PRISONER MEDICAL EXPENSES UNIVERSITY OF KANSAS HOSPITAL AUTHORITY V THE BOARD OF COMMISSIONERS OF THE COUNTY OF WABAUNSEE, KANSAS WABAUNSEE DISTRICT COURT AFFIRMED COURT OF APPEALS – REVERSED NO. 104,236 JUNE 27, 2014

FACTS: The University of Kansas Hospital Authority (Hospital Authority) sued the Board of Wabaunsee County Commissioners (County) for reimbursement of the medical expenses incurred in the treatment of a man (Contreras) who jumped through the fourth story window of an unlocked interrogation room in the Wabaunsee County jail where he had been placed by sheriff officials during an investigation. Prior Kansas appellate decisions require a sheriff to provide medical care to a prisoner in the sheriff's custody and a county to pay for the care if the prisoner is indigent and has no other means of payment. The district court granted summary judgment to the County finding that Contreras was not under arrest, a prisoner committed to the county jail or held within the county. The Court of Appeals held that the district court's definition of custody was too limited and significant restraints had been placed on Contreras' freedom requiring the sheriff to assume responsibility for all costs associated with Contreras' medical care.

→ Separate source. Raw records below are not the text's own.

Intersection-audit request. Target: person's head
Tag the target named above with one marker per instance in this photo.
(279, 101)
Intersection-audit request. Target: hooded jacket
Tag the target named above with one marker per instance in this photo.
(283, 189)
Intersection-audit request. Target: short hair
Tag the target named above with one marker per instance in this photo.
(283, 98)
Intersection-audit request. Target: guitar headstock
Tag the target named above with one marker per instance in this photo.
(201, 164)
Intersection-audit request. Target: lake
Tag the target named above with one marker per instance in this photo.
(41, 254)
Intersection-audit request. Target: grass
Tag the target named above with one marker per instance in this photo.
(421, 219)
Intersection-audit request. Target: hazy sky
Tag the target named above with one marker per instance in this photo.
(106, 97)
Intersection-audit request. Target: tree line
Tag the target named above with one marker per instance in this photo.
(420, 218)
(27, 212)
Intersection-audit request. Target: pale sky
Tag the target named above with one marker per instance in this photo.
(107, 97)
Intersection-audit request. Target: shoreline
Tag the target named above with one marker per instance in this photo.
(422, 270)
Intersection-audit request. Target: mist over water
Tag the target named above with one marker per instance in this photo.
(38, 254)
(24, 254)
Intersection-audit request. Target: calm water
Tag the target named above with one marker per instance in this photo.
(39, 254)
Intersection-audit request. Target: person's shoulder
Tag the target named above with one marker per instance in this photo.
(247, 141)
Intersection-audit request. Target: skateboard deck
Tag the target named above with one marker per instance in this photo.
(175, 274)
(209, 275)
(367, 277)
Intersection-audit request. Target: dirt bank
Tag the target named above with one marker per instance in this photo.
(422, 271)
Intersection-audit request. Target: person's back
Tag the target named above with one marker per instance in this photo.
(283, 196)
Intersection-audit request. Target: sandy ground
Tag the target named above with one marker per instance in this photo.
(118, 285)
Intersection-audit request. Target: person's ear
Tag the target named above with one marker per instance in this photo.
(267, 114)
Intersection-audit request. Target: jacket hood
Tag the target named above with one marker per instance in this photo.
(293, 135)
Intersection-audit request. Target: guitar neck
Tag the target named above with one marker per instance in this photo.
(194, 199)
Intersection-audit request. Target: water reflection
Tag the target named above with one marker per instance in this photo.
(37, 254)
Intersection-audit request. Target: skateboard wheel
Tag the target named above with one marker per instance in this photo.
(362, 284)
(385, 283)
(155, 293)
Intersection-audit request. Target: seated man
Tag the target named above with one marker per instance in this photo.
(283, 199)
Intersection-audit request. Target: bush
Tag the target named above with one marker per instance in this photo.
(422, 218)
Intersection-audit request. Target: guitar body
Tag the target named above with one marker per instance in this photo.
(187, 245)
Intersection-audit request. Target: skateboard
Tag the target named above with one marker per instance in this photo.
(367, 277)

ISSUE: Prisoner medical expenses

HELD: Court held the County is not obligated to pay the expenses because Contreras, although temporarily detained, was not a prisoner committed to or held in the county jail at the time he was injured and hospitalized. Court held that under K.S.A. 19-1910, the County would only be obligated to pay for Contreras' medical care if he had no resources to pay for his own care and if he was a prisoner committed to or held in the county jail, meaning he had been sentenced to jail; had been arrested and was being detained in jail while awaiting trial; had been apprehended and arrested and was to be detained...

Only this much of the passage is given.